Salty snacks within Frito-Lay were a key focus of attention on yesterday’s analyst call as volumes fell 2.5% last year. That decline, however, was less than the 14% drop in Quaker Foods and a 3% decrease in North America beverages.

“In snacks, after five years of very fast growth and gaining almost 200 basis points of share, 2024 has been a slowdown,” the PepsiCo chief told analysts.

“Our number one priority this year has been stabilising the category, making sure that consumers come back to the category with good ROI investments. I think we can say that we see that happening.”

Asked if a pullback in pricing would help drive a recovery in snack volumes, the CEO countered: “I wouldn’t assume that we’re going to have negative pricing. I don’t think that’s our strategy.”

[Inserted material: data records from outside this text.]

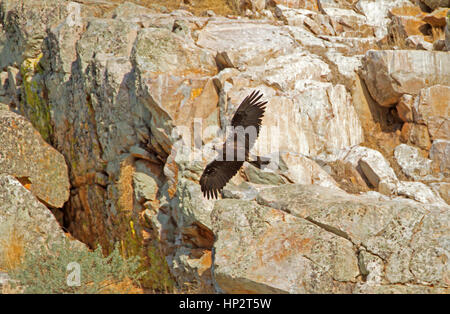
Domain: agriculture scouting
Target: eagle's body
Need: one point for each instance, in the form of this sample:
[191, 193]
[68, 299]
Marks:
[247, 123]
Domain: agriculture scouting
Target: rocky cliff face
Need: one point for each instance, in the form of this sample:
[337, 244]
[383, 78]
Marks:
[357, 118]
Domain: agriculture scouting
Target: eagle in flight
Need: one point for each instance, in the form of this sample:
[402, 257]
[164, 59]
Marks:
[246, 124]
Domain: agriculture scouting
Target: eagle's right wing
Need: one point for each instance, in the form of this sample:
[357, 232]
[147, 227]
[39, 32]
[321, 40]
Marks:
[216, 175]
[250, 112]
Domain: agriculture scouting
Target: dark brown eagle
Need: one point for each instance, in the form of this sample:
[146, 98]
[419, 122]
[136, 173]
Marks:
[246, 124]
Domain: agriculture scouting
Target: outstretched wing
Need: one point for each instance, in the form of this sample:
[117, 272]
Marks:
[216, 175]
[250, 112]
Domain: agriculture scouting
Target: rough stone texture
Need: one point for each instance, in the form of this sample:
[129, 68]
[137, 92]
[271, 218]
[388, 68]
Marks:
[434, 4]
[433, 109]
[22, 213]
[399, 235]
[440, 153]
[117, 90]
[263, 250]
[447, 32]
[389, 74]
[412, 163]
[26, 156]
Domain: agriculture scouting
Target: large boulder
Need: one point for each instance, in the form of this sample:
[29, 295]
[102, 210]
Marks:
[26, 156]
[263, 250]
[23, 218]
[306, 238]
[433, 110]
[389, 74]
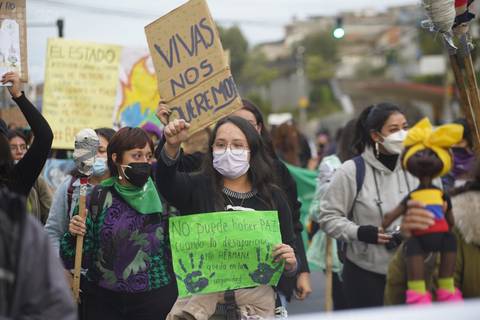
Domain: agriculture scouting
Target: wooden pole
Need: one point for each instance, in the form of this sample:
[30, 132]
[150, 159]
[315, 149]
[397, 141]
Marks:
[79, 246]
[465, 102]
[472, 89]
[329, 276]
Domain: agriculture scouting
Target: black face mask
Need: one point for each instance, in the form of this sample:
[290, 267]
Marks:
[137, 173]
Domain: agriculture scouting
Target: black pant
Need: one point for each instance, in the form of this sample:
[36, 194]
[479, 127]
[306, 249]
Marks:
[103, 304]
[363, 289]
[338, 295]
[433, 242]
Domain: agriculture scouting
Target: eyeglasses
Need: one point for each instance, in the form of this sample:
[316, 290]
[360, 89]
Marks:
[237, 148]
[22, 147]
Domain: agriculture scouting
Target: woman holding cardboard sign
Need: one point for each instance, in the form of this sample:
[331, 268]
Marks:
[237, 175]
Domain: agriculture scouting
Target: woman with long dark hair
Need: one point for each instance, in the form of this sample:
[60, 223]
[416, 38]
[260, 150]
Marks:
[354, 213]
[236, 173]
[20, 177]
[300, 286]
[40, 197]
[125, 250]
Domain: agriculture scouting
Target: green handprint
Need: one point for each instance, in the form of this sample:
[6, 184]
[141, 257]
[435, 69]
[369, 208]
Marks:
[194, 281]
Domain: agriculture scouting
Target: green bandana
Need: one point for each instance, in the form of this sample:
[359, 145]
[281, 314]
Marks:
[145, 200]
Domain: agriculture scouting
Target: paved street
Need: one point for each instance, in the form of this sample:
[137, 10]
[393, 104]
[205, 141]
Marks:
[315, 302]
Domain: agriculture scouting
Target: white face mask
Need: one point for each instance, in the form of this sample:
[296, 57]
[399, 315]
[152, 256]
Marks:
[393, 143]
[231, 165]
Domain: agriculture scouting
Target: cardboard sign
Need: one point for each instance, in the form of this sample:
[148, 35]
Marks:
[194, 78]
[214, 252]
[13, 38]
[80, 87]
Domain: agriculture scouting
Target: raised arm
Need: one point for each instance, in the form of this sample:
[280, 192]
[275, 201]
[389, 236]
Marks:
[177, 187]
[28, 169]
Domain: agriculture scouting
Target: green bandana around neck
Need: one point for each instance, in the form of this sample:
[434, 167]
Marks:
[145, 200]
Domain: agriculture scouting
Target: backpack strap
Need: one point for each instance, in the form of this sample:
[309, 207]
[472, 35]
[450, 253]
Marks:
[97, 201]
[359, 178]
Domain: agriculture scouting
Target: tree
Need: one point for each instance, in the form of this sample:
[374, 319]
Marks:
[429, 42]
[233, 40]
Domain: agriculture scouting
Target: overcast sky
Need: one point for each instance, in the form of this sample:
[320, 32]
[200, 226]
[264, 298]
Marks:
[122, 21]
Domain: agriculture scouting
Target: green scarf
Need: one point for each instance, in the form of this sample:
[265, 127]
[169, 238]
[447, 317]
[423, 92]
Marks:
[145, 200]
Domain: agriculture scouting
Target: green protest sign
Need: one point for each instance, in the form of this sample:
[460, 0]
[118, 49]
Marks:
[214, 252]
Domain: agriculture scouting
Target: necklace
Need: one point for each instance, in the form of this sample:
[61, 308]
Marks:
[238, 195]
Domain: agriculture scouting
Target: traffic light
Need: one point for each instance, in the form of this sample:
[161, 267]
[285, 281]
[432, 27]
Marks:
[338, 31]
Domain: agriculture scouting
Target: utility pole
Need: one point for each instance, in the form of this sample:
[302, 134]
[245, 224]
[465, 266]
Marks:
[301, 85]
[60, 24]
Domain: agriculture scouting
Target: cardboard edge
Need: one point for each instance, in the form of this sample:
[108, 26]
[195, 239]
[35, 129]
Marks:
[191, 2]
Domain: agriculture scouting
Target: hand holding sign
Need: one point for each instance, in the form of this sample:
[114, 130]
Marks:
[163, 113]
[16, 87]
[175, 133]
[285, 252]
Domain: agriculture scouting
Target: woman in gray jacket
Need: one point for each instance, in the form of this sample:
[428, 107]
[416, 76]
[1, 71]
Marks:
[355, 217]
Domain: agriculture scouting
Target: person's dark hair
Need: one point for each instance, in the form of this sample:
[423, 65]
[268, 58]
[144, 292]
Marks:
[123, 140]
[107, 133]
[474, 182]
[17, 133]
[373, 118]
[467, 132]
[267, 139]
[260, 172]
[345, 150]
[6, 160]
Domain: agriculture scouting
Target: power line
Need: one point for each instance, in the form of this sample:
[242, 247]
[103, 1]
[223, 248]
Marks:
[125, 13]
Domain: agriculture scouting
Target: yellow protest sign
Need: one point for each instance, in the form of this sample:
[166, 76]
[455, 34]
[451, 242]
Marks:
[194, 78]
[80, 87]
[13, 38]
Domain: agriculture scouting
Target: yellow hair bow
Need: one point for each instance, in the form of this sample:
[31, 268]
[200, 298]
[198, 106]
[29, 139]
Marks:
[423, 136]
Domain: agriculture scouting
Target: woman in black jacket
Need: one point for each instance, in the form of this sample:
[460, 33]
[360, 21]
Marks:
[20, 177]
[236, 173]
[284, 180]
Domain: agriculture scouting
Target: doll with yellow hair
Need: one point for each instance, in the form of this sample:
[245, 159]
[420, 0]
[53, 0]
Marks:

He added: “What I’m saying is we’re going to have much more surgical offerings to consumers, especially around price partitions [sub $1-2 packs], which I think we can do price and sizing in a way that we give consumers optionality without diluting the pricing of our business or the category.

“We’ll have a much more surgical price-pack strategy and execution strategy that we think will drive growth for the category given where the consumer is in their disposable income evolution after the high inflation years that we just crossed.”

PepsiCo also plans to offer so-called partitions in beverages to drive revenue growth.

“We have an opportunity to do better on the top line in beverages. And that is the focus for this year, continue to expand the margin but drive acceleration on the top line behind better price back, a much more focused innovation against zero, against functional hydration,” Laguarta explained.